I baked bread this week and a egg custard pie. This is the pie filling made with very simple ingredients.This could be any kind of pie. We could make a berry pie, a pear pie, lemon or apple pie. A cobbler, cobblers are very easy to make with very simple ingredients and help to stretch a meal. I make a peach cobbler that my grandmother and mother would make and always a family favorite. A nice custard pie is refreshing.Meat was not eaten at every meal as it often is today. Bread was baked routinely and most anything could be put on that bread for a sandwich. During vegetable season, fried peppers, cucumber and onion or just onion or just cucumber. Tomato sandwiches were often served, fried potato sandwich, Eggplant and zucchini or most anything could be between that bread. Yes there is a lot of carbs there but it is better than going hungry.
Pasta is probably one of the easiest ways to fill the belly and it can be most anything with pasta and sometime just pasta with some milk and butter, garlic if we have it. One of a family favorite at our house is egg noodles with milk and butter, salt and pepper.

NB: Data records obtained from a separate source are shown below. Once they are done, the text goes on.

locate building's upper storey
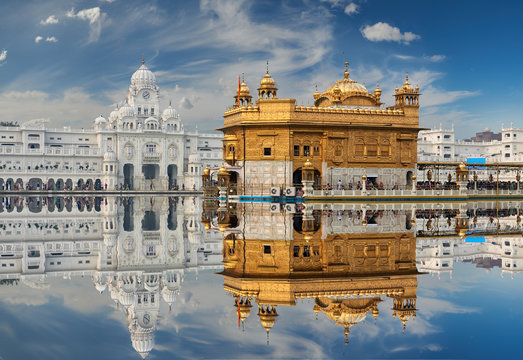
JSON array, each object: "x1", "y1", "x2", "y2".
[{"x1": 224, "y1": 63, "x2": 420, "y2": 129}]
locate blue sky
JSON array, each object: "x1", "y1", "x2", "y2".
[{"x1": 0, "y1": 0, "x2": 523, "y2": 137}]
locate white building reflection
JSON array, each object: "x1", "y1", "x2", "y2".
[{"x1": 0, "y1": 197, "x2": 223, "y2": 358}]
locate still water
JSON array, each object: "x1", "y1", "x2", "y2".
[{"x1": 0, "y1": 197, "x2": 523, "y2": 359}]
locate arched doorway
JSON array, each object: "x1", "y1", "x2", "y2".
[
  {"x1": 292, "y1": 168, "x2": 321, "y2": 187},
  {"x1": 229, "y1": 171, "x2": 238, "y2": 195},
  {"x1": 167, "y1": 164, "x2": 178, "y2": 190},
  {"x1": 406, "y1": 171, "x2": 412, "y2": 187},
  {"x1": 27, "y1": 178, "x2": 42, "y2": 190},
  {"x1": 56, "y1": 179, "x2": 64, "y2": 190},
  {"x1": 123, "y1": 164, "x2": 134, "y2": 190},
  {"x1": 292, "y1": 168, "x2": 301, "y2": 186}
]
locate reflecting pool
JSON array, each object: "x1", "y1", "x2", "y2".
[{"x1": 0, "y1": 196, "x2": 523, "y2": 359}]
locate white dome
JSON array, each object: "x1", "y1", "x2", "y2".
[
  {"x1": 162, "y1": 105, "x2": 178, "y2": 120},
  {"x1": 131, "y1": 328, "x2": 154, "y2": 359},
  {"x1": 131, "y1": 64, "x2": 156, "y2": 88},
  {"x1": 162, "y1": 287, "x2": 176, "y2": 305},
  {"x1": 118, "y1": 290, "x2": 134, "y2": 307},
  {"x1": 104, "y1": 151, "x2": 116, "y2": 161},
  {"x1": 109, "y1": 109, "x2": 118, "y2": 122},
  {"x1": 94, "y1": 115, "x2": 107, "y2": 125},
  {"x1": 118, "y1": 102, "x2": 134, "y2": 119},
  {"x1": 94, "y1": 283, "x2": 107, "y2": 294}
]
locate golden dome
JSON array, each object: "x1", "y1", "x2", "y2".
[
  {"x1": 303, "y1": 159, "x2": 314, "y2": 169},
  {"x1": 234, "y1": 298, "x2": 252, "y2": 322},
  {"x1": 314, "y1": 62, "x2": 381, "y2": 106},
  {"x1": 260, "y1": 70, "x2": 275, "y2": 87},
  {"x1": 326, "y1": 61, "x2": 368, "y2": 94},
  {"x1": 258, "y1": 304, "x2": 278, "y2": 344},
  {"x1": 240, "y1": 80, "x2": 251, "y2": 96},
  {"x1": 218, "y1": 165, "x2": 229, "y2": 176},
  {"x1": 374, "y1": 82, "x2": 381, "y2": 97}
]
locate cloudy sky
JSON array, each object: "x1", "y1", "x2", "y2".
[{"x1": 0, "y1": 0, "x2": 523, "y2": 137}]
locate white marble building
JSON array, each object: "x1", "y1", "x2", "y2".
[
  {"x1": 418, "y1": 124, "x2": 523, "y2": 163},
  {"x1": 0, "y1": 197, "x2": 223, "y2": 358},
  {"x1": 0, "y1": 64, "x2": 223, "y2": 190}
]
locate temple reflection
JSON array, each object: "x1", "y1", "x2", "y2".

So what this is about is stretching food to fill their belly when the budget is tight and food costs are soaring. If we are fortunate to have some ground beef, turning that into a beef vegetable soup or large pot of spaghetti instead of hamburgers would serve more people. If we live alone or just two like Charles and I, we divide the meat into portions for our needs as soon as we get it home and put it in the freezer.
Be careful with the amount we cook so we do not waste, sometimes we do not need that full onion and we could cut it in half and save the other half for another meal. Julienne carrots to make them go further. Pancakes is a very simple breakfast or evening meal.
I could mention many meals but since people live around the world food choices are different but the understanding of what this is about is what is important. Know how to stretch our meals to fill our belly during hard times.
I would like to know about how you stretch a meal where you live because we are spread out all over this world.